Martin McMahon made a complaint alleging an excessive collection of personal data.

The State may face damages claims after the Department of Social Protection (DSP) was found to have improperly gathered data through the controversial Public Service Card.

The Data Protection Commission (DPC) ruled that the DPS infringed the General Data Protection Regulation (GDPR) by failing to notify a complainant when they received their Public Service Card that in its use as a Free Travel Pass, personal data could be transferred to the Department of Social Protection.

Free travel pass users were encouraged by the Government to use the Public Service Card to access their free travel entitlements.

However, complainant Martin McMahon noticed that when he scanned his Public Service Card as a travel pass on public transport, the machine noted that the journey was being ‘recorded’. 

This notification prompted him to ask who was recording his data, where was it being held and what was it being used for?

Complaint

Mr McMahon, who is host of the Echo Chamber podcast, a campaigner, and employment status expert, submitted a complaint to the DPC in October 2019, alleging an excessive collection of personal data by the DSP when people used the Public Services Card as a Free Travel Pass.

The DpC has now ruled that the complainant's personal data was not processed in a transparent manner. This infringed the principle of lawfulness, fairness and transparency, the judgement stated.

It also found that the DSP’s collection of the data was excessive, a contravention of Article 5(1)(c) of the GDPR and constituted an infringement of the principle of data minimisation.

The DSP told the commission that it received personal travel data from the National Transport Authority to assess Free Travel usage for the administration, control and funding of the scheme.

Such data received by the department up to February 2020 included journey transaction data, like the time, date and route. 

It also collected the Integrated Ticketing System (ITS) number, contained on an individual’s Public Service Card.

Although the number is generally non-identifying, it can be linked to the card-holder by the department.

The commission considers the ITS number a unique identifier which constitutes personal data.

Since Mr McMahon’s complaint was submitted in 2019, the department has collected less Free Travel data to include only basic, summary data.

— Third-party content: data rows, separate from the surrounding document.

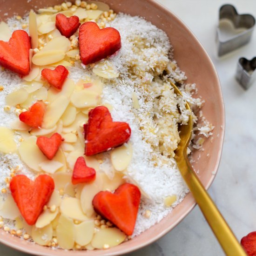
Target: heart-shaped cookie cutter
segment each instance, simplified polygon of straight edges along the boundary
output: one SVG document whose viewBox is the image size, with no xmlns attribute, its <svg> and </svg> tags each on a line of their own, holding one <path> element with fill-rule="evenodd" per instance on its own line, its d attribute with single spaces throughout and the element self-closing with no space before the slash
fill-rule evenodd
<svg viewBox="0 0 256 256">
<path fill-rule="evenodd" d="M 236 78 L 243 88 L 248 89 L 256 79 L 256 57 L 250 61 L 244 57 L 239 59 Z"/>
<path fill-rule="evenodd" d="M 224 5 L 219 10 L 219 22 L 227 19 L 231 21 L 236 28 L 245 28 L 243 32 L 228 40 L 222 40 L 220 28 L 217 28 L 216 41 L 218 55 L 222 56 L 242 46 L 249 42 L 254 29 L 255 19 L 251 14 L 239 14 L 236 8 L 231 5 Z"/>
</svg>

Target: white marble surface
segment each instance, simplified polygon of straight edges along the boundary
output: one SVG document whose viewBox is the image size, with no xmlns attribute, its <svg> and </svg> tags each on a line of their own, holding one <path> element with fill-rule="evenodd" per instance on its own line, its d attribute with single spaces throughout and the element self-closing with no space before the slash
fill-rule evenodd
<svg viewBox="0 0 256 256">
<path fill-rule="evenodd" d="M 222 58 L 215 52 L 219 7 L 223 0 L 159 0 L 190 27 L 212 59 L 221 80 L 226 114 L 224 148 L 219 171 L 209 192 L 238 239 L 256 230 L 256 82 L 244 91 L 234 78 L 240 57 L 256 56 L 256 32 L 249 44 Z M 256 17 L 255 0 L 229 0 L 240 13 Z M 129 256 L 205 256 L 224 254 L 196 207 L 157 242 Z M 27 255 L 0 245 L 1 256 Z"/>
</svg>

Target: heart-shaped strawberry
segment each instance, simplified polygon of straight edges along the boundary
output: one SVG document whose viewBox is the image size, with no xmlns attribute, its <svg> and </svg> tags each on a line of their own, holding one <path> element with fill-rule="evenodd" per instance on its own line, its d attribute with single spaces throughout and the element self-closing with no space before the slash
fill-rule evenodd
<svg viewBox="0 0 256 256">
<path fill-rule="evenodd" d="M 72 183 L 76 185 L 79 183 L 89 182 L 94 181 L 95 177 L 95 170 L 86 165 L 85 160 L 82 156 L 78 157 L 73 170 Z"/>
<path fill-rule="evenodd" d="M 50 138 L 44 136 L 38 137 L 36 140 L 36 145 L 44 155 L 51 160 L 56 155 L 62 141 L 61 135 L 55 133 Z"/>
<path fill-rule="evenodd" d="M 101 29 L 97 23 L 92 21 L 81 26 L 78 39 L 81 60 L 85 65 L 106 58 L 121 47 L 120 34 L 116 29 Z"/>
<path fill-rule="evenodd" d="M 95 210 L 128 236 L 132 235 L 141 200 L 141 192 L 129 183 L 121 185 L 114 194 L 101 191 L 93 200 Z"/>
<path fill-rule="evenodd" d="M 80 24 L 79 18 L 77 16 L 67 18 L 62 13 L 59 13 L 56 16 L 56 27 L 66 37 L 70 37 L 74 34 L 79 27 Z"/>
<path fill-rule="evenodd" d="M 21 215 L 27 224 L 34 225 L 49 201 L 54 188 L 53 178 L 47 175 L 33 181 L 25 175 L 17 175 L 10 183 L 10 189 Z"/>
<path fill-rule="evenodd" d="M 53 70 L 49 68 L 44 68 L 41 74 L 51 85 L 61 90 L 68 74 L 68 70 L 63 66 L 60 65 Z"/>
<path fill-rule="evenodd" d="M 28 74 L 30 40 L 24 30 L 16 30 L 8 42 L 0 40 L 0 65 L 23 75 Z"/>
<path fill-rule="evenodd" d="M 87 124 L 84 125 L 85 155 L 93 155 L 121 146 L 131 136 L 129 125 L 113 122 L 108 109 L 96 107 L 89 112 Z"/>
<path fill-rule="evenodd" d="M 31 127 L 40 127 L 45 108 L 45 104 L 42 101 L 38 101 L 33 105 L 27 111 L 20 113 L 19 116 L 20 120 Z"/>
</svg>

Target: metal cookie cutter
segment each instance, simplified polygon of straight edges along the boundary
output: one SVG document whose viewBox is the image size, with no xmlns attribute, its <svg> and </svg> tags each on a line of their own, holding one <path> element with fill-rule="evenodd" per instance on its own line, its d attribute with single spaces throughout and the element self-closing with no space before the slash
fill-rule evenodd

In a statement, the Department of Social Protection said it accepts the DPC's ruling, and that it no longer collects the ITS number.

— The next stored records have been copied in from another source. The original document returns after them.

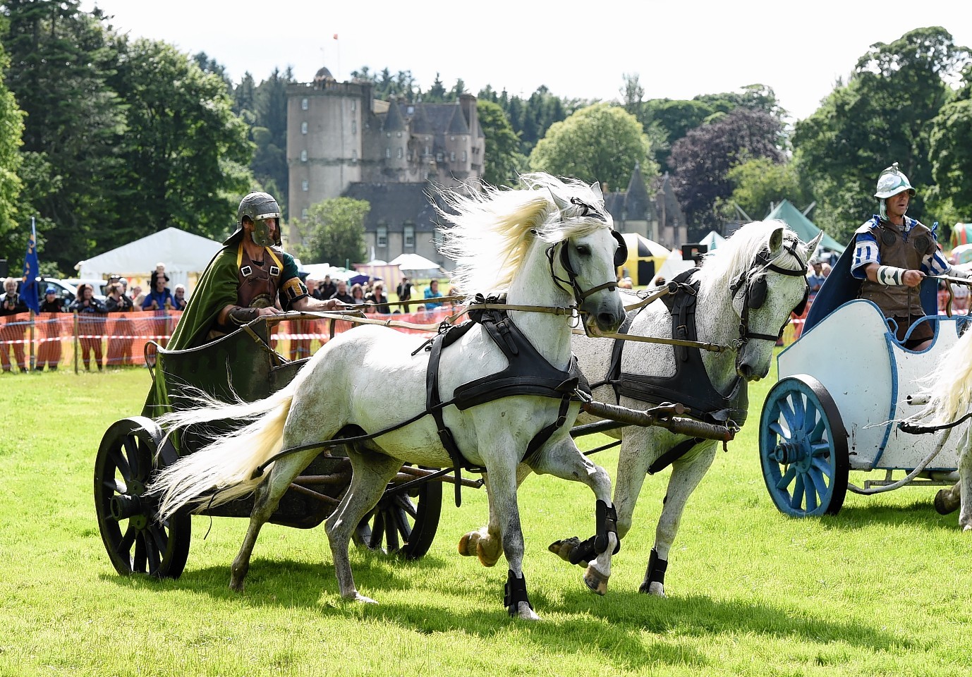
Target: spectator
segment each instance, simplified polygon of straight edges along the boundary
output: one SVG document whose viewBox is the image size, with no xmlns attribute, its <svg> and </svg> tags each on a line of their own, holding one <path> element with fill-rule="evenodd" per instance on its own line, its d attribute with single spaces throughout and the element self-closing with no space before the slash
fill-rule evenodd
<svg viewBox="0 0 972 677">
<path fill-rule="evenodd" d="M 130 298 L 132 310 L 136 312 L 142 310 L 142 303 L 145 301 L 145 294 L 142 293 L 142 287 L 140 285 L 132 286 Z"/>
<path fill-rule="evenodd" d="M 826 280 L 826 276 L 823 274 L 823 261 L 819 258 L 814 258 L 810 261 L 811 272 L 807 276 L 807 284 L 810 285 L 810 293 L 816 294 L 823 287 L 823 281 Z"/>
<path fill-rule="evenodd" d="M 429 283 L 429 287 L 425 290 L 426 297 L 426 310 L 434 310 L 441 306 L 441 303 L 436 303 L 434 301 L 430 301 L 430 298 L 442 298 L 442 294 L 438 291 L 438 280 L 433 280 Z"/>
<path fill-rule="evenodd" d="M 375 313 L 388 315 L 392 312 L 388 307 L 388 296 L 385 295 L 385 285 L 382 282 L 374 284 L 371 288 L 371 293 L 365 296 L 365 300 L 374 306 Z"/>
<path fill-rule="evenodd" d="M 14 352 L 14 361 L 17 362 L 20 372 L 27 371 L 27 359 L 23 351 L 23 333 L 26 322 L 23 318 L 17 319 L 17 315 L 27 312 L 27 306 L 17 292 L 17 280 L 7 278 L 3 282 L 4 293 L 0 294 L 0 317 L 3 317 L 3 324 L 0 325 L 0 364 L 3 365 L 4 373 L 13 373 L 13 363 L 10 359 L 11 351 Z"/>
<path fill-rule="evenodd" d="M 352 303 L 356 306 L 364 305 L 364 289 L 361 285 L 351 286 L 351 298 L 354 299 Z"/>
<path fill-rule="evenodd" d="M 321 283 L 320 288 L 320 295 L 315 296 L 315 298 L 319 298 L 321 300 L 333 298 L 334 293 L 337 291 L 337 286 L 331 281 L 330 275 L 324 276 L 324 282 Z"/>
<path fill-rule="evenodd" d="M 186 299 L 186 286 L 176 285 L 176 290 L 172 294 L 172 308 L 174 310 L 186 310 L 189 301 Z"/>
<path fill-rule="evenodd" d="M 64 306 L 57 297 L 57 289 L 52 287 L 45 289 L 40 312 L 64 312 Z M 37 325 L 41 333 L 41 342 L 37 347 L 37 362 L 34 364 L 34 371 L 44 371 L 44 365 L 47 365 L 48 371 L 54 371 L 61 358 L 60 322 L 56 317 L 38 318 Z"/>
<path fill-rule="evenodd" d="M 337 289 L 328 298 L 337 299 L 341 303 L 354 303 L 354 296 L 348 293 L 348 283 L 344 280 L 337 281 Z"/>
<path fill-rule="evenodd" d="M 108 286 L 108 298 L 105 299 L 105 310 L 117 314 L 111 318 L 108 324 L 108 359 L 109 366 L 132 364 L 131 358 L 131 321 L 127 314 L 133 308 L 131 299 L 122 292 L 122 284 L 113 282 Z"/>
<path fill-rule="evenodd" d="M 168 278 L 163 274 L 155 276 L 154 280 L 155 287 L 145 295 L 142 310 L 171 310 L 176 304 L 172 291 L 165 286 Z"/>
<path fill-rule="evenodd" d="M 94 288 L 87 283 L 78 287 L 78 297 L 68 310 L 78 314 L 78 333 L 81 355 L 78 361 L 84 363 L 85 370 L 91 370 L 91 356 L 101 371 L 101 337 L 104 335 L 104 316 L 108 310 L 94 298 Z"/>
<path fill-rule="evenodd" d="M 401 282 L 395 288 L 395 293 L 399 295 L 399 301 L 407 301 L 412 297 L 412 283 L 407 276 L 401 278 Z"/>
</svg>

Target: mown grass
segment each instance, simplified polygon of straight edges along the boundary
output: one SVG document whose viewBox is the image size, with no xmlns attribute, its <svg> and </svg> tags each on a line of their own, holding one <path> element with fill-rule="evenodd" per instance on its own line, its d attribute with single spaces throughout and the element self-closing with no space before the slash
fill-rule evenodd
<svg viewBox="0 0 972 677">
<path fill-rule="evenodd" d="M 243 594 L 226 584 L 244 520 L 193 518 L 179 580 L 120 577 L 92 462 L 108 425 L 141 409 L 147 372 L 2 377 L 0 675 L 967 674 L 972 540 L 934 512 L 930 490 L 849 495 L 826 519 L 777 512 L 756 442 L 772 381 L 754 386 L 750 423 L 689 502 L 666 599 L 638 586 L 667 473 L 645 482 L 605 597 L 546 552 L 589 535 L 592 496 L 528 482 L 524 566 L 543 621 L 526 624 L 502 607 L 504 562 L 456 553 L 486 517 L 476 491 L 459 509 L 446 491 L 424 559 L 352 553 L 377 606 L 340 600 L 323 527 L 264 527 Z M 613 473 L 614 452 L 596 459 Z"/>
</svg>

“It is important to stress that the DPC did not make any order following from their investigation of this complaint, it said.

Mr McMahon said that he will seek damages following the ruling.

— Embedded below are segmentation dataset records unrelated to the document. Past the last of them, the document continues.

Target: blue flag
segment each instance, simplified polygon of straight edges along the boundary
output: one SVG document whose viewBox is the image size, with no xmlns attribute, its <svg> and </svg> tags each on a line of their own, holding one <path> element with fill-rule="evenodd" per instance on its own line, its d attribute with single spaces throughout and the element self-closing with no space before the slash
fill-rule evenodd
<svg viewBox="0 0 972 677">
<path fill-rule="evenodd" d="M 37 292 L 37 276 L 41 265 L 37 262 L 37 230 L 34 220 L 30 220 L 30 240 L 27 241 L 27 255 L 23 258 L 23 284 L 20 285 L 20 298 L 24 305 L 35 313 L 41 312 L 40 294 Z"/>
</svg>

“What they did was unlawful.

“I will be taking action. If I take an action I’m putting a monetary figure on the damages. If I get awarded €10 and there were 50m of these journeys in 2019/2020, that’s €500m.” 

'Important decision'

Dr Eoin O'Dell, associate professor of law in Trinity College Dublin, said that the judgement was “a very important decision” and "will have important ramifications”. 

He said that there is currently no precedent in Irish law to suggest whether a claim for damages through the courts following such a ruling would be successful.

But British law has shown that data protection cases that turn on the distress caused — rather than a specific loss as a result of the data processing — have tended to fail.

There have not yet been any Irish claims following a Data Protection Commission ruling that have gone to trial and judgement in Irish courts, he said.

“There’s very little Irish case law for breach of GDPR. The DPC ruling does not mean that there will automatically be a successful claim,” Mr O’Dell said.

“But in the UK, cases that turn on ‘distress’ — ‘you used my data in a terrible way and I’m upset by the consequences’ — those cases tended to fail. Whereas, ‘you sold my data’ — which is not the case here; ‘you improperly profited from my data’ those cases tend to succeed.

“And we’ve had no equivalent case in Ireland yet to work out what the Irish response might be.” 

The case establishes the important principle of data minimisation which both public bodies and private entities must now address and respect, he said.

“This is an important case that establishes an important principle," he said.

“The principle it establishes is that departments building these kind of systems have to respect the principal of data minimisation.

“The problem here was they [the Department of Social Protection] were asking for way too much information.

“There was absolutely no justification for it. 90% of the data, especially the identifiable data, that they were getting for the purposes of processing was not justified. All they needed to know was the number of passengers so as to be able to charge. All the rest was entirely unnecessary.

“You only collect as much data as is necessary and you only keep it for as long as is necessary.

“It’s a common problem in most Government departments to collect too much data."

The commission noted that the DSP now notifies individuals, at the time they receive their PSC-FT, that ‘For control purposes the National Transport Authority will transfer usage data to the Department’.

“Accordingly, no order needs to be imposed as DSP has already implemented the necessary measures in relation to transparency and proportionate and necessary data collection,” the ruling said.

This story was edited at 9.40pm on 20 May 2023 to include a response from the Department of Social Protection.